Let’s start this year’s series off with a classic, which also happens to be my favorite Kafka story (in close competition with “The Hunger Artist”). “In the Penal Colony” is, like so much of Kafka’s work, both an all-purpose metaphor and a specific, chilling portrait of cruelty, bureaucratic monstrosity, and human derangement. In it, a visitor to an unnamed land is “treated” to a demonstration of a certain machine—used to torture and execute anyone who has broken a rule by continually etching said rule into their skin—by its obsessive operator. But we slowly discover the true nature of the machine, and the operator, things begin to shift…
The story begins:
“It’s a peculiar apparatus,” said the Officer to the Traveller, gazing with a certain admiration at the device, with which he was, of course, thoroughly familiar. It appeared that the Traveller had responded to the invitation of the Commandant only out of politeness, when he had been asked to attend the execution of a soldier condemned for disobeying and insulting his superior.

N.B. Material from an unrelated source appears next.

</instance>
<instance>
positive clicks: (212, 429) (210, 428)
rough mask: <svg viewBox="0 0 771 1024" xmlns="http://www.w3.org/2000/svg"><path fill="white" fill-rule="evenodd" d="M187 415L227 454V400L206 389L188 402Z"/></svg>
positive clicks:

Of course, interest in the execution was not very high even in the penal colony itself. At least, here in the small, deep, sandy valley, closed in on all sides by barren slopes, apart from the Officer and the Traveller there were present only the Condemned, a vacant-looking man with a broad mouth and dilapidated hair and face, and the Soldier, who held the heavy chain to which were connected the small chains which bound the Condemned Man by his feet and wrist bones, as well as by his neck, and which were also linked to each other by connecting chains. The Condemned Man, incidentally, had an expression of such dog-like resignation that it looked as if one could set him free to roam around the slopes and would only have to whistle at the start of the execution for him to return.
translation by Ian Johnston
*If you hit a paywall, we recommend trying with a different/private/incognito browser (but listen, you didn’t hear it from us).